What tables, workbenches and horses would you have if your shop had an unlimited amount of floor space? I would have several at different heights for different tasks, each sturdy and solid, with flat surfaces and convenient places for clamping. One would be about counter height for routing and preparing parts, one would be about 2′ off the floor for assembly work, and one would be in between these two heights.
A bigger shop might be out of reach, but having the means of putting the work at just the right height, even in the smallest of shops, is pretty simple. Instead of making several different benches and horses, I devised a system of two boxes that can be used three different ways. A pair of plywood I-beams connects the boxes, providing a larger and more solid surface. These can be used to support the work directly, or to support a plywood work surface. When they aren’t needed, all four pieces can be stored away in just a few square feet of space.
When the individual frames have been assembled, they are glued and screwed together to form a box.
Each box is made of two pairs of wood frames, with a 3⁄4"-thick plywood cap on the ends. The boxes’ finished dimensions are 16" x 22" x 30".
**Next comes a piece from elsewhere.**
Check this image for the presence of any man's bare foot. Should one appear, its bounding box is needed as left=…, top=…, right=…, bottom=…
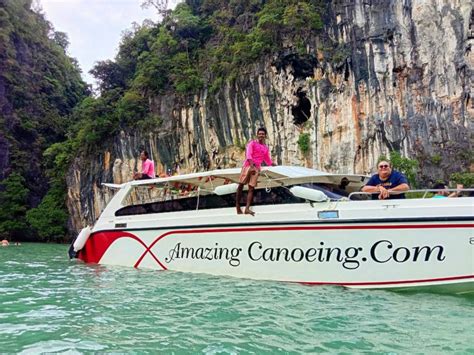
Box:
left=244, top=208, right=255, bottom=216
I assembled the frames with pocket screws and glue. The corners between the frames are glued butt joints. I held the butt joints together with a few narrow-crown staples while I drilled holes and drove #8 x 13⁄4" screws. The plywood ends are also attached with glue and screws. I cut the plywood 1⁄8" oversize in both directions, and I made sure I had a square corner. After I fastened down the square corner, I pulled the frame to line up with the plywood. After the glue had dried, I trimmed the excess plywood with a flush-trimming bit in the router.
The I-beams are made from three 43⁄4"-wide strips of 3⁄4"-thick plywood. The top and bottom have a 1⁄4"-deep groove down the middle, and the third component is glued into the grooves. All of these sizes can be varied to suit your needs, but the ones listed get all the plywood pieces you need for the beams and the box ends from a single sheet of 3⁄4" plywood.
The beams could be simply nailed or screwed together, but a 1⁄4"-deep groove the length of the top and bottom pieces makes it easier to center the middle piece. After a few test cuts to match the width of the dado set to the thickness of the plywood, I cut the grooves, ran a bead of glue down the middle of the groove and assembled the beams. I fastened them with 11⁄2"-long narrow crown staples. Finish nails, brads or screws could just as easily be used.
With the plywood ends attached, the boxes are put in service to assemble the beams.
The sizes were chosen to provide a stable platform at various heights, whether the horses are used individually or in pairs. Here are just a few of the ways I have used the horses:
– 30" high – temporary stand for chop saw
– 22" high – horse for hand sawing
– 22" high – stand for benchtop planer
– 30" high (plus beams) – a bench that’s roughly kitchen-counter height
– 22" high (plus beams) – an assembly table roughly dining-table height
– 16" high (plus beams) – low assembly table for furniture or cabinets
– 16" or 22" high (plus beams) – bench for rough-cutting sheet goods with circular saw
– Beams alone can be used to make a level platform on the floor for cabinets or furniture
– When working on small pieces, like a carving, I can sit on one horse at 22" high and clamp my work on a second horse at 30".
When using the beams to cut plywood, I turn them 90° so the saw cuts into the narrow edges (as shown above). This avoids the risk of hitting one of the fasteners that hold the beam together. Most of the time gravity is sufficient to make a useful work surface, but for a more stable, semi-permanent function, the beams and horses can be connected with a few screws.